A défaut d’accord de l’employé, le rôle du juge consistera à apprécier la conformité du préavis notifié par l’employeur au préavis requis, appelé préavis convenable, afin de déterminer le droit de l’employé à une indemnité complémentaire de préavis qui compensera l’insuffisance du préavis notifié.

Dans ce cadre de la négociation, il peut arriver que les parties conviennent d’un préavis inférieur au minimum légal (voire même pas de préavis). Si le travailleur s’inscrit ensuite au

chômage, l’ONEm refusera cependant le bénéfice des allocations de chômage pendant la période couverte par le préavis minimum.

Notons enfin que dans le cas d’employés ayant une rémunération annuelle très élevée (soit plus de 60.654 € en 2010) une convention sur préavis peut être fixée à l’engagement. Il s’agit d’une dérogation exceptionnelle.

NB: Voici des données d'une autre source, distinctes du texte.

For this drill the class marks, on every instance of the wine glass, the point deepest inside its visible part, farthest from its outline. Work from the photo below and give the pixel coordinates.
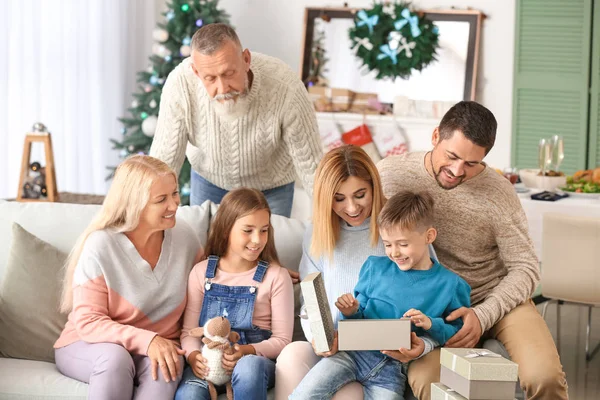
(558, 152)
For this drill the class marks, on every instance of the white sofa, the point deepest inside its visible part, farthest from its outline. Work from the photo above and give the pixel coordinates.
(60, 225)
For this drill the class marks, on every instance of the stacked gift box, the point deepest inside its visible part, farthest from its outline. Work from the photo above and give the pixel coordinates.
(475, 374)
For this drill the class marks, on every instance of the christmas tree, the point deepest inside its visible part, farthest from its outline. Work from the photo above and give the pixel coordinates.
(318, 59)
(173, 39)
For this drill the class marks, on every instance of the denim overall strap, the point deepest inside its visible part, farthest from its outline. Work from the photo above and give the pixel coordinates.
(212, 266)
(261, 270)
(234, 302)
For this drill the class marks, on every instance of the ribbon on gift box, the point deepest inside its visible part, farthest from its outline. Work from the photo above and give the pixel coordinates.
(473, 354)
(482, 353)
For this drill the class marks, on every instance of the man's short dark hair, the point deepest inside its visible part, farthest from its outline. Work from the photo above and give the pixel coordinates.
(210, 38)
(476, 123)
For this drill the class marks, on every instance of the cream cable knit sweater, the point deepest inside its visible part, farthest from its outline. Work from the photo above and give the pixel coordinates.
(263, 149)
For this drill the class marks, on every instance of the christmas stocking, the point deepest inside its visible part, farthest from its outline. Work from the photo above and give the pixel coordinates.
(361, 136)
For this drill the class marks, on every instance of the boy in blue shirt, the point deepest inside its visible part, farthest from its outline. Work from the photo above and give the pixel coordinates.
(406, 283)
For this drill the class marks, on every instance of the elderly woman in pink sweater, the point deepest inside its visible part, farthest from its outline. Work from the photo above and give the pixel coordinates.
(125, 289)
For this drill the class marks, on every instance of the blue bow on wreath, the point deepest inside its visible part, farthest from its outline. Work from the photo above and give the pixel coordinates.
(413, 21)
(366, 20)
(386, 51)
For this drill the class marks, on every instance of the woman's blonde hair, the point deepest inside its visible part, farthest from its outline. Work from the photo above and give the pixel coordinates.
(237, 204)
(121, 209)
(334, 169)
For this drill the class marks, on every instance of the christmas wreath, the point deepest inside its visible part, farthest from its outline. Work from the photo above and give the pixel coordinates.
(392, 40)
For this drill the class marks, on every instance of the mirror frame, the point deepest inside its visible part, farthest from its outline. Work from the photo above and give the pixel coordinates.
(473, 17)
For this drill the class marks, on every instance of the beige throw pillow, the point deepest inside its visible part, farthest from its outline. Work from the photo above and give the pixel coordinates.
(30, 321)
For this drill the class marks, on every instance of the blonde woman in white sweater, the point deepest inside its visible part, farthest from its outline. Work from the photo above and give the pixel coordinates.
(242, 120)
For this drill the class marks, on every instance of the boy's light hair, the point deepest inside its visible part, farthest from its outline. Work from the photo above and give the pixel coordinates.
(335, 168)
(407, 211)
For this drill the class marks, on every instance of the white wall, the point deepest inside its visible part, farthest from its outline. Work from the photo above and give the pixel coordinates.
(276, 27)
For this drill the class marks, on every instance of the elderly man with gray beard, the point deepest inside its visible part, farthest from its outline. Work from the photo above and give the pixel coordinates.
(242, 120)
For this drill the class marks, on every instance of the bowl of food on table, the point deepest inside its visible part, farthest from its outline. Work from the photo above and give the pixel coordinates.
(583, 183)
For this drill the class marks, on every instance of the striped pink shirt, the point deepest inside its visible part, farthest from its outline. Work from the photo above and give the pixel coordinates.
(118, 298)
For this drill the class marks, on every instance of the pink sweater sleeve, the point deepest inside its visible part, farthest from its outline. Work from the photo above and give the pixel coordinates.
(191, 316)
(93, 325)
(282, 317)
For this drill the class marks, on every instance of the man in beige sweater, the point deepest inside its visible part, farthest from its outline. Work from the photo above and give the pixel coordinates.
(245, 120)
(483, 237)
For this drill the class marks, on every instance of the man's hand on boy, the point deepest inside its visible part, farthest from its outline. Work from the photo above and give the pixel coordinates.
(417, 346)
(334, 348)
(347, 304)
(470, 333)
(419, 319)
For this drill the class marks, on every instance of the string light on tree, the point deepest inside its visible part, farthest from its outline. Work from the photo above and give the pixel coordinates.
(185, 51)
(160, 35)
(149, 125)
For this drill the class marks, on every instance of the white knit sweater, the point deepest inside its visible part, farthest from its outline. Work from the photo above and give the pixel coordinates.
(277, 138)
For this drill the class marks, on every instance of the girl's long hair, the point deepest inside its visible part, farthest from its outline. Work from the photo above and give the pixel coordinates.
(237, 204)
(335, 168)
(121, 209)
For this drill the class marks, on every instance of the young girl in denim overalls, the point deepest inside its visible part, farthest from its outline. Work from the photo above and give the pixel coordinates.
(241, 280)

Cette exception au mécanisme légal doit toutefois respecter le minimum obligatoire (3 mois par tranche de 5 ans d’ancienneté entamée).

4.2.2.3. A défaut d’accord et en cas de contestation du travailleur : recours au Juge

A défaut d’accord des parties sur la durée du préavis, c’est le Juge qui tranche. Il utilisera les critères rappelés ci-dessus et n’est pas lié par les grilles.

S’il constate que le préavis notifié par l’employeur est insuffisant, celui-ci sera redevable d’une indemnité compensatoire de préavis, couvrant la période supplémentaire allouée par le Juge.